A menudo imaginamos una sesión de terapia como un examen o un interrogatorio donde debemos llevar las respuestas preparadas. Sin embargo, la realidad de este espacio tiene mucho más que ver con el alivio de poder soltar el hilo de una madeja enredada. Una sesión no es algo extraordinario; es, sencillamente, un tiempo de parada donde el mundo exterior se detiene para que el interior pueda ser escuchado.

Un desorden con sentido

En el día a día, nos esforzamos por parecer coherentes, por contar historias que tengan lógica y por no saltar de un tema a otro. En terapia, esa exigencia desaparece. La sesión es un lugar donde se permite el desorden: se puede empezar hablando de una preocupación pequeña del día a día y, sin darse cuenta, tirar del hilo hasta llegar a algo mucho más profundo. Ese aparente caos no es un error, es el material con el que trabajamos. Al permitirnos hablar sin filtros, empezamos a ver conexiones que antes nos pasaban desapercibidas.

El refugio de la pausa

En una sesión, el silencio no es algo que haya que «arreglar». Fuera de la consulta, los silencios nos incomodan y nos apresuramos a llenarlos; aquí, el silencio es una herramienta de trabajo. Son esos momentos en los que una idea termina de aterrizar o una emoción encuentra, por fin, su nombre. Es una pausa compartida que permite que lo que se ha dicho deje de ser solo ruido y se convierta en comprensión.

Una conversación distinta a todas las demás

Lo que diferencia a una sesión de cualquier otra charla es la intención. Aquí no hay necesidad de impresionar, de dar consejos, ni de evitar los temas espinosos para no incomodar al otro. Es un diálogo donde el foco está puesto exclusivamente en tu realidad. El terapeuta no está ahí para decirte qué hacer, sino para sostener el espejo en el ángulo adecuado para que puedas ver lo que siempre estuvo ahí, pero que el cansancio o el miedo te impedían reconocer.

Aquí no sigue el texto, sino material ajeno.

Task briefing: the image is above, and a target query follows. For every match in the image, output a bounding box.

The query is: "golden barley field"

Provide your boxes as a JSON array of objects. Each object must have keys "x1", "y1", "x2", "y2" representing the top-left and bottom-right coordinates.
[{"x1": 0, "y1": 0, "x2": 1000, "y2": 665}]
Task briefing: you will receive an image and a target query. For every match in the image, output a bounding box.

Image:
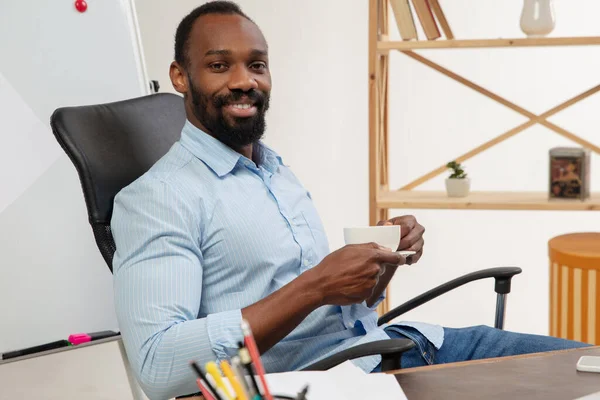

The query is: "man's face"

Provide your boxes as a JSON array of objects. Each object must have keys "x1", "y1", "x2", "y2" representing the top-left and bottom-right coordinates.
[{"x1": 172, "y1": 14, "x2": 271, "y2": 150}]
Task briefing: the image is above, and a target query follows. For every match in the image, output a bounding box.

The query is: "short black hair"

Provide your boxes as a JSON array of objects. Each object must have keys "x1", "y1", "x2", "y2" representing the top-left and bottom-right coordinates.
[{"x1": 175, "y1": 0, "x2": 254, "y2": 67}]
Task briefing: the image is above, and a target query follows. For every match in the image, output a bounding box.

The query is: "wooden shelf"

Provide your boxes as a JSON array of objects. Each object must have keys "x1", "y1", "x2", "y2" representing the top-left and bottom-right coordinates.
[
  {"x1": 377, "y1": 190, "x2": 600, "y2": 211},
  {"x1": 377, "y1": 36, "x2": 600, "y2": 53}
]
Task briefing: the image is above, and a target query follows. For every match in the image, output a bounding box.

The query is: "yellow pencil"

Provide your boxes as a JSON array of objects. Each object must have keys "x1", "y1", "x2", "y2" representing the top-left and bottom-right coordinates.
[
  {"x1": 205, "y1": 361, "x2": 234, "y2": 400},
  {"x1": 221, "y1": 361, "x2": 248, "y2": 400}
]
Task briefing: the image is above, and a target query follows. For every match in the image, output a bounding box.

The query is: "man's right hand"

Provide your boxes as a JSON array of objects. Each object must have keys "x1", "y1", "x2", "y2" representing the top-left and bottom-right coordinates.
[{"x1": 308, "y1": 243, "x2": 405, "y2": 306}]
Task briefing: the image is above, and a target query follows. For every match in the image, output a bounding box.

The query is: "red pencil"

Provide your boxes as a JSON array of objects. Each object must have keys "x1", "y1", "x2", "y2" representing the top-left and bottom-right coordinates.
[
  {"x1": 242, "y1": 319, "x2": 273, "y2": 400},
  {"x1": 196, "y1": 378, "x2": 215, "y2": 400}
]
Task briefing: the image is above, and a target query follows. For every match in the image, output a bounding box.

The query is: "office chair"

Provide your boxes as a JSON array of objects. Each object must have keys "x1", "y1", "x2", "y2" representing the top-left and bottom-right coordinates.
[{"x1": 51, "y1": 93, "x2": 521, "y2": 382}]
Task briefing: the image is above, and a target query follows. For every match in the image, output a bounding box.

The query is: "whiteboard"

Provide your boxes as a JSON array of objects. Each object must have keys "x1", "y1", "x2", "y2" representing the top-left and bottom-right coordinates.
[{"x1": 0, "y1": 0, "x2": 149, "y2": 352}]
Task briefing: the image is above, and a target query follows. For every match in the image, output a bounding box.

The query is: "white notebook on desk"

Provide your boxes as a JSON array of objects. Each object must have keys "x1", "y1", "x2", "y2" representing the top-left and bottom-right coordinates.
[{"x1": 266, "y1": 361, "x2": 406, "y2": 400}]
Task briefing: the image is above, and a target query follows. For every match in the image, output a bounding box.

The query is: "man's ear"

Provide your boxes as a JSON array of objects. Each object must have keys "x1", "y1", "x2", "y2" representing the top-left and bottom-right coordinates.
[{"x1": 169, "y1": 61, "x2": 189, "y2": 95}]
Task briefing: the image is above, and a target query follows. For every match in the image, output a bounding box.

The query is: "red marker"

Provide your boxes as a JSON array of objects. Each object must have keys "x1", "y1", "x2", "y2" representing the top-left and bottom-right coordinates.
[{"x1": 242, "y1": 319, "x2": 273, "y2": 400}]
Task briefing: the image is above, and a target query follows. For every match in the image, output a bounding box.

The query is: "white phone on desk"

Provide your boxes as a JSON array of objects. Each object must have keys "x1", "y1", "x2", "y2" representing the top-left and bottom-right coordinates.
[{"x1": 577, "y1": 356, "x2": 600, "y2": 373}]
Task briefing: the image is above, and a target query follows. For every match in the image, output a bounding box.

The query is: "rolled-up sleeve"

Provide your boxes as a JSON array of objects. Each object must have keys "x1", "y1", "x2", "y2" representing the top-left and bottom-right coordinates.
[{"x1": 111, "y1": 178, "x2": 243, "y2": 399}]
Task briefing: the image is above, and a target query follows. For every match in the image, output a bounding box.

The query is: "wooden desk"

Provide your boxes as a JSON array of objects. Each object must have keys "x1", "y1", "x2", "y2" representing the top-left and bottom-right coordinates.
[{"x1": 390, "y1": 346, "x2": 600, "y2": 400}]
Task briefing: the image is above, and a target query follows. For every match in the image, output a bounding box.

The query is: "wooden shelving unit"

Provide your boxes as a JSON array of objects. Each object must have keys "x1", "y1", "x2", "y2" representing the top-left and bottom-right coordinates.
[
  {"x1": 377, "y1": 190, "x2": 600, "y2": 211},
  {"x1": 369, "y1": 0, "x2": 600, "y2": 313}
]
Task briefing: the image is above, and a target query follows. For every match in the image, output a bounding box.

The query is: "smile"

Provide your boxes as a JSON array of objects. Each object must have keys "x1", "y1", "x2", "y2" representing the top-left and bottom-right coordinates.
[{"x1": 224, "y1": 103, "x2": 258, "y2": 118}]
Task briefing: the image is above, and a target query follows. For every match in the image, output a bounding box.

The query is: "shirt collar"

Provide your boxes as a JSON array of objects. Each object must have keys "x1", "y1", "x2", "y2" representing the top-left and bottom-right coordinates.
[{"x1": 181, "y1": 120, "x2": 283, "y2": 177}]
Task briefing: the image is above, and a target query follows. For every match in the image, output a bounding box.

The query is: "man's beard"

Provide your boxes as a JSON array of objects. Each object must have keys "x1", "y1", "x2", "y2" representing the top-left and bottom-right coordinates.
[{"x1": 189, "y1": 79, "x2": 269, "y2": 151}]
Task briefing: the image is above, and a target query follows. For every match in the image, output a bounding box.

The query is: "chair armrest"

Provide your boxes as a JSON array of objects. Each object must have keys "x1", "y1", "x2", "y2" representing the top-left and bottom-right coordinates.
[
  {"x1": 303, "y1": 339, "x2": 415, "y2": 371},
  {"x1": 377, "y1": 267, "x2": 522, "y2": 325}
]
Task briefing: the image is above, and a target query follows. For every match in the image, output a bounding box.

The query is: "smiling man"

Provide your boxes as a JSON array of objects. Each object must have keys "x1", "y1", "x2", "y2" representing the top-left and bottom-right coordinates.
[{"x1": 112, "y1": 1, "x2": 583, "y2": 399}]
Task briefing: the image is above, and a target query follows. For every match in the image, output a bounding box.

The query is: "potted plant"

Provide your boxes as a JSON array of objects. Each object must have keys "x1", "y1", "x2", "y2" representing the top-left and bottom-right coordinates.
[{"x1": 446, "y1": 161, "x2": 471, "y2": 197}]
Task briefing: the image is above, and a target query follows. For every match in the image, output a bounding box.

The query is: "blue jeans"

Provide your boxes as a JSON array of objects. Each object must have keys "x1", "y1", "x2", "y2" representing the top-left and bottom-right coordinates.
[{"x1": 373, "y1": 325, "x2": 590, "y2": 372}]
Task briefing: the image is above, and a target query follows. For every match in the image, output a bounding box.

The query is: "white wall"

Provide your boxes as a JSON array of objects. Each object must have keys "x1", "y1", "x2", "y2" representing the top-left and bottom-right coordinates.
[
  {"x1": 137, "y1": 0, "x2": 600, "y2": 340},
  {"x1": 0, "y1": 0, "x2": 145, "y2": 352}
]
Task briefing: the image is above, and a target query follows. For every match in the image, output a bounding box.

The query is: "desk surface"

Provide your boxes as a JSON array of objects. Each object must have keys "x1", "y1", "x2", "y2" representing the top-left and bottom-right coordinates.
[{"x1": 394, "y1": 346, "x2": 600, "y2": 400}]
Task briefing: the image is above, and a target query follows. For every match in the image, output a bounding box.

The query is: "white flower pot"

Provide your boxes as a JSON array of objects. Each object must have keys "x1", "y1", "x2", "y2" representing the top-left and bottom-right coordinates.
[
  {"x1": 446, "y1": 178, "x2": 471, "y2": 197},
  {"x1": 520, "y1": 0, "x2": 556, "y2": 37}
]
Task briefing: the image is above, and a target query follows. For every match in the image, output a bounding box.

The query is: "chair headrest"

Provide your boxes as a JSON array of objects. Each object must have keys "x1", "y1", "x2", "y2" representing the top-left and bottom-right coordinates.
[{"x1": 50, "y1": 93, "x2": 186, "y2": 224}]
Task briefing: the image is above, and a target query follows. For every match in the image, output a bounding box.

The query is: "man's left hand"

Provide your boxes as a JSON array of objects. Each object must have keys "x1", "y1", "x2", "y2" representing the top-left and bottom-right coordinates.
[{"x1": 377, "y1": 215, "x2": 425, "y2": 265}]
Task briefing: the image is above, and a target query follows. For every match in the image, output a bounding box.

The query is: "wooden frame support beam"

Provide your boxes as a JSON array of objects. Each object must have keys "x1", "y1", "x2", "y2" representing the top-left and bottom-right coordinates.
[{"x1": 400, "y1": 51, "x2": 600, "y2": 190}]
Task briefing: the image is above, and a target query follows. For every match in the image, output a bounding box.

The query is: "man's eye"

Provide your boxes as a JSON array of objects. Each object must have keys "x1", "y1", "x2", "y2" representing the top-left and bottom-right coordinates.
[
  {"x1": 210, "y1": 63, "x2": 227, "y2": 72},
  {"x1": 250, "y1": 62, "x2": 267, "y2": 71}
]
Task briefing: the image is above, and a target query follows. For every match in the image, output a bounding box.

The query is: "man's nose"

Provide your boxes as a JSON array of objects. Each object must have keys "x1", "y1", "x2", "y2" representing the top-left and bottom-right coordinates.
[{"x1": 229, "y1": 66, "x2": 258, "y2": 92}]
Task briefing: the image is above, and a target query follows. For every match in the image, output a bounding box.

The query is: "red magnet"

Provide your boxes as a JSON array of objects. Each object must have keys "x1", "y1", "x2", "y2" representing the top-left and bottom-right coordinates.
[{"x1": 75, "y1": 0, "x2": 87, "y2": 12}]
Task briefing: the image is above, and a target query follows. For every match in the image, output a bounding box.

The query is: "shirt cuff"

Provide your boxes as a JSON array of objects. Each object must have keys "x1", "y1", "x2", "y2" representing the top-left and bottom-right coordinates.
[
  {"x1": 206, "y1": 309, "x2": 244, "y2": 362},
  {"x1": 369, "y1": 288, "x2": 387, "y2": 310}
]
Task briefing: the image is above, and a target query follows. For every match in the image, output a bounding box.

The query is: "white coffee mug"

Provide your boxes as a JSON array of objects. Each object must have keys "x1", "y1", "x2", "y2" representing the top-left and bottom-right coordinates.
[{"x1": 344, "y1": 225, "x2": 401, "y2": 251}]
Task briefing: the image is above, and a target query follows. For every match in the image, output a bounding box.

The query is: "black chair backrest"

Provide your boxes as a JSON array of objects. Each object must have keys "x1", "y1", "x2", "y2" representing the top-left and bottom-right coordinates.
[{"x1": 50, "y1": 93, "x2": 186, "y2": 271}]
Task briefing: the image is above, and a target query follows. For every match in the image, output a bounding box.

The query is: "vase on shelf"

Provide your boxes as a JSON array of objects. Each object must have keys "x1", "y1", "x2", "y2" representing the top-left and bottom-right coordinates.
[{"x1": 521, "y1": 0, "x2": 556, "y2": 37}]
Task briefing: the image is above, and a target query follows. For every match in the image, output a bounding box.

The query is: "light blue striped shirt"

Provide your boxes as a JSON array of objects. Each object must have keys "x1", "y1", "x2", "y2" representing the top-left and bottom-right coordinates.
[{"x1": 111, "y1": 121, "x2": 443, "y2": 399}]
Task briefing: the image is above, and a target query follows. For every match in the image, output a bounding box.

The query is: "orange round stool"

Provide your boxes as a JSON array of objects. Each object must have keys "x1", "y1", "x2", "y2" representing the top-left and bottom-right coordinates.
[{"x1": 548, "y1": 232, "x2": 600, "y2": 344}]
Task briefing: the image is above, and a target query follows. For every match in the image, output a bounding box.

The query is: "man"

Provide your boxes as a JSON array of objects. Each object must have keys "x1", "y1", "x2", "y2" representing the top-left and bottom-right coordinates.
[{"x1": 112, "y1": 2, "x2": 582, "y2": 399}]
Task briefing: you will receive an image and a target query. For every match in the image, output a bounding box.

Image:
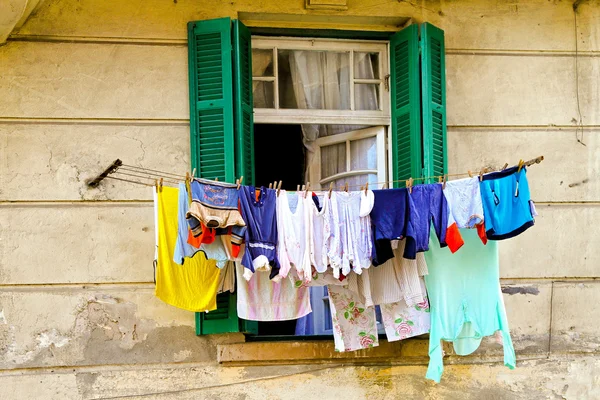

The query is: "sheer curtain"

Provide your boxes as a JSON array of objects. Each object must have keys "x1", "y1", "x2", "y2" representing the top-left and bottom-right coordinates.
[{"x1": 289, "y1": 50, "x2": 379, "y2": 184}]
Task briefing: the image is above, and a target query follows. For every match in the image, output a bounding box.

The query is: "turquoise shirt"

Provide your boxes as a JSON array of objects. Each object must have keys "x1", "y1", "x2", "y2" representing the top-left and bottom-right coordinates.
[{"x1": 425, "y1": 229, "x2": 516, "y2": 382}]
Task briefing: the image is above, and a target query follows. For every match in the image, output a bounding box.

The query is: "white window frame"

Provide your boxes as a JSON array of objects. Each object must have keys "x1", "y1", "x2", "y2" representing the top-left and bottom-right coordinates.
[
  {"x1": 309, "y1": 126, "x2": 388, "y2": 190},
  {"x1": 252, "y1": 36, "x2": 390, "y2": 126}
]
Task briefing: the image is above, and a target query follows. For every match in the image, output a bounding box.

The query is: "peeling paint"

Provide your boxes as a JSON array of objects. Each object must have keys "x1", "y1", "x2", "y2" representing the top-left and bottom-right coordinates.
[{"x1": 502, "y1": 286, "x2": 540, "y2": 296}]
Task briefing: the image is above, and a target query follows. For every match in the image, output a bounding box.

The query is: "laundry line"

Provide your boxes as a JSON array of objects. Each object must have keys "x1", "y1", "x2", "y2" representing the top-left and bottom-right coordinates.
[{"x1": 87, "y1": 156, "x2": 544, "y2": 191}]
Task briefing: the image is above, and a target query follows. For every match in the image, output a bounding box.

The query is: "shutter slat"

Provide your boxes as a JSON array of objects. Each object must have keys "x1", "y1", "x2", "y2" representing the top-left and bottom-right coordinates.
[{"x1": 420, "y1": 23, "x2": 448, "y2": 181}]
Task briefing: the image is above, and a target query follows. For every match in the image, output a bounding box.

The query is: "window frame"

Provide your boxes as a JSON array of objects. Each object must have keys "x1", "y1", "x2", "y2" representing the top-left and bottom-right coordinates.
[{"x1": 252, "y1": 35, "x2": 391, "y2": 126}]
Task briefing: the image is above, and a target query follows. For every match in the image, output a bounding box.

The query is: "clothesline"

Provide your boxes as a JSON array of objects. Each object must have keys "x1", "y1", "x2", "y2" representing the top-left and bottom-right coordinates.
[{"x1": 88, "y1": 156, "x2": 544, "y2": 190}]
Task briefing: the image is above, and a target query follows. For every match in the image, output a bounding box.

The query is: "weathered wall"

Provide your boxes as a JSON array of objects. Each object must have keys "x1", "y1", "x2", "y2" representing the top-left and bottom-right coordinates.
[{"x1": 0, "y1": 0, "x2": 600, "y2": 399}]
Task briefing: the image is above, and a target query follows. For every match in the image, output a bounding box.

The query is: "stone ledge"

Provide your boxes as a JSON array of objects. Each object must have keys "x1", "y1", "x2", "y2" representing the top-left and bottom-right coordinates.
[{"x1": 217, "y1": 339, "x2": 451, "y2": 366}]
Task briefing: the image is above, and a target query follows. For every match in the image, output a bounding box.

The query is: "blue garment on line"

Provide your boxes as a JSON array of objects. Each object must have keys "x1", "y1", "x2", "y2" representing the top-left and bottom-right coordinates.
[
  {"x1": 370, "y1": 188, "x2": 414, "y2": 267},
  {"x1": 479, "y1": 167, "x2": 534, "y2": 240},
  {"x1": 239, "y1": 186, "x2": 280, "y2": 279},
  {"x1": 404, "y1": 183, "x2": 448, "y2": 260},
  {"x1": 173, "y1": 182, "x2": 199, "y2": 265},
  {"x1": 425, "y1": 229, "x2": 516, "y2": 382}
]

Salir con una pregunta nueva

A veces pensamos que una sesión exitosa es aquella de la que salimos con todas las soluciones. Pero, a menudo, las sesiones más transformadoras son aquellas que nos dejan con una pregunta diferente, una que no nos habíamos atrevido a hacernos. No se trata de cerrar temas con llave, sino de abrir puertas que nos permitan caminar con menos peso. Al final, cada sesión es un pequeño paso hacia el reencuentro con la propia paz.